Walter Bright's D language takes an interesting approach to the problem of accidentally shared state. Instead of using a mechanism like C++'s __declspec(thread) or Delphi's threadvar to declare thread local storage - which, as Bright notes, hardly anybody uses - D defaults to all variables being allocated thread-local, and obliges the programmer to declare thread shared variables explicitly. Many other good things follow without much programmer effort - see here [pdf of talk slides] for details.

No round up such as this would be complete without mentioning the language du jour. Google's Go's goroutines are lightweight threads, often set to execute an inline lightweight lambda function and synchronise data via lightweight language-supported channels. It all looks jolly clever, and is so lightweight it might all be capable of being supported by hot air. Of course, I haven't actually tried it. I'm holding off until Google sees sense and implements full MI.

Shang Erlang

Finally we come to my hot tip for concurrency champion. Erlang is the functional language that differentiates itself from its competition by having been around for nearly 25 years. No danger of being burned by V1.0 compiler bugs, then.

Erlang has a very different paradigm from procedural languages. For one thing, its so-called variables are WORM (Write Once Read Many), like 1990s backup media. Presumably its designers at Ericsson thought to encourage programmers to jolly well get it right first time.

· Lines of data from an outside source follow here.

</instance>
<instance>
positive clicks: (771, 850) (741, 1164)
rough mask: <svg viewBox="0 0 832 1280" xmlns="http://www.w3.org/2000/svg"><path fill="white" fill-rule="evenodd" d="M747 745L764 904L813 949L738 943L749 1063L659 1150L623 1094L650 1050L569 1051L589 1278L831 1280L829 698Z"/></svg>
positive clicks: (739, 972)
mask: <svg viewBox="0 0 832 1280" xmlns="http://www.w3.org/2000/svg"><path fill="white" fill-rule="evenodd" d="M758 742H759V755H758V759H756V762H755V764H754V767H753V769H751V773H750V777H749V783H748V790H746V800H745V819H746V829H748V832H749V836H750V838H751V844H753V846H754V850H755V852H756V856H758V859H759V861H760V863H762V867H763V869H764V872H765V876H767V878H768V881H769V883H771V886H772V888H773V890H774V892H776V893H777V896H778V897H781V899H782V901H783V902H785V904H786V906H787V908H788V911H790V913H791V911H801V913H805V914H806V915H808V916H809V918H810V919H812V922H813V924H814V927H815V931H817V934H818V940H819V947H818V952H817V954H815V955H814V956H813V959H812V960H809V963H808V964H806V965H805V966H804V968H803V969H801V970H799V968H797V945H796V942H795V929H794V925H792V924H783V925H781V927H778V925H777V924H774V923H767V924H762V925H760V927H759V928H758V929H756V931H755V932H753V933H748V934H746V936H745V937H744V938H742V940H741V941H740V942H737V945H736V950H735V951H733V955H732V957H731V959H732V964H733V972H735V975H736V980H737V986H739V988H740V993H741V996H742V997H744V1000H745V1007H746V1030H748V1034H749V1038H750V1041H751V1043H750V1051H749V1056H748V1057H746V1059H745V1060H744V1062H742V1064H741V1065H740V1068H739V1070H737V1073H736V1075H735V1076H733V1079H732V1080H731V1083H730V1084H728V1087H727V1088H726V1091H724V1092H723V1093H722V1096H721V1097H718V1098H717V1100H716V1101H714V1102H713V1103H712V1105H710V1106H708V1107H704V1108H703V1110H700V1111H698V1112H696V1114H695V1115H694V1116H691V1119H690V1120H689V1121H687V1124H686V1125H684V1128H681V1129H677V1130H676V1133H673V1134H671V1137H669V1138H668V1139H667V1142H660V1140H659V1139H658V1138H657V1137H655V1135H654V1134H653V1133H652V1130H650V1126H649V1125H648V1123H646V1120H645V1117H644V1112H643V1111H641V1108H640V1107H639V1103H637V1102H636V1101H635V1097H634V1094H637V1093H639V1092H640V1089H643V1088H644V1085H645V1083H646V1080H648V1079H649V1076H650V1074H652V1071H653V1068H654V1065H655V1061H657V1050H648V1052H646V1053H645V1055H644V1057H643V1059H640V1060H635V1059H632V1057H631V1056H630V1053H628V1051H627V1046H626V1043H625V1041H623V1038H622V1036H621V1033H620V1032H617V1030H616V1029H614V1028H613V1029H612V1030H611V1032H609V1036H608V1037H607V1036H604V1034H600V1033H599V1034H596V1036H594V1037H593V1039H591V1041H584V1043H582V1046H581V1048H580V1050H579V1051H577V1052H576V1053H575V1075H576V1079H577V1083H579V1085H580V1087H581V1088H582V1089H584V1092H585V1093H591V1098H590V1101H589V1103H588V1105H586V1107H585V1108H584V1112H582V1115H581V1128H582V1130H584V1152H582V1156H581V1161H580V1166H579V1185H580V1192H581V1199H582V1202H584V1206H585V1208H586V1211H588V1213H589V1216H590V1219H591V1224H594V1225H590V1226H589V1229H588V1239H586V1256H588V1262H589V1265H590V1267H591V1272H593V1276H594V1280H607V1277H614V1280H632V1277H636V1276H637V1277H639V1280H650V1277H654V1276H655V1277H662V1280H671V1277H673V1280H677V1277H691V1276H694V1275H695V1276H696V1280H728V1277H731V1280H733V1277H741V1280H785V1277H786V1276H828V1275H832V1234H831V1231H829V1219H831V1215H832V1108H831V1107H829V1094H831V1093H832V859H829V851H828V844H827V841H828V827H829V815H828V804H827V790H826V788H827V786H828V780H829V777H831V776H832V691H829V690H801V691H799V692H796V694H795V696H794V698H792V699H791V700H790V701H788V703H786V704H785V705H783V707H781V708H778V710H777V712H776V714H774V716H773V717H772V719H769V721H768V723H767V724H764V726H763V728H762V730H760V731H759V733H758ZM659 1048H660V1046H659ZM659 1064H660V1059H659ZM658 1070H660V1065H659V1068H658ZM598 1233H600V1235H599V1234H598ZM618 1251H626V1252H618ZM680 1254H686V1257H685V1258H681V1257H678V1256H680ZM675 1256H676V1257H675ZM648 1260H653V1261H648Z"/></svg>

The style of programming relies heavily on recursion and pattern matching. For example, a simple Erlang routine to perform a factorial might exploit the fact that, for example,

20! = 21! / 21

Generalising this into code, and adding pattern matching to supply the stopping condition, we have a definition for a fact() function:

fact(∞) -> ∞; % Exploit the fact that ∞! = ∞; fact(N) -> fact(N+1)/(N+1).

Don't worry about that use of very large numbers there - Erlang uses arbitrary-sized integers, so it won't fall over just because we pass the 64-bit limit! (Actually, that example doesn't look quite right. Perhaps you better google it up before you use it. I don't think it implements proper tail recursion.)

Anyway, Erlang programs are organised as lots of independent-but-lightweight processes, which communicate by sending messages to each other. There is no shared state, which means all that ghastly business with races and locks and lavatories I have been discussing just goes away, and your programs are automatically parallel without any extra work on your part.

Finally, there is one particular Erlang trick which I think is the clincher - and must surely impress all who have returned to an overnight run test on a Windows box to discover that the machine has instead automatically been rebooted in order to update some security-compromised DLL or other. You can update running Erlang programs on the fly. That in my view is the feature rival systems need to top. Happy parallelising.

Revision Questions

If your double-checked locking is broken on a multi-core machine (it is), explain why this isn't observable behaviour.
Which is trendier: to eschew mere multicore programming and dump all your hard processing onto the GPU? Or port it all to Occam and start a campaign to reinstate transputers as the Next Big Thing? Show your working. ®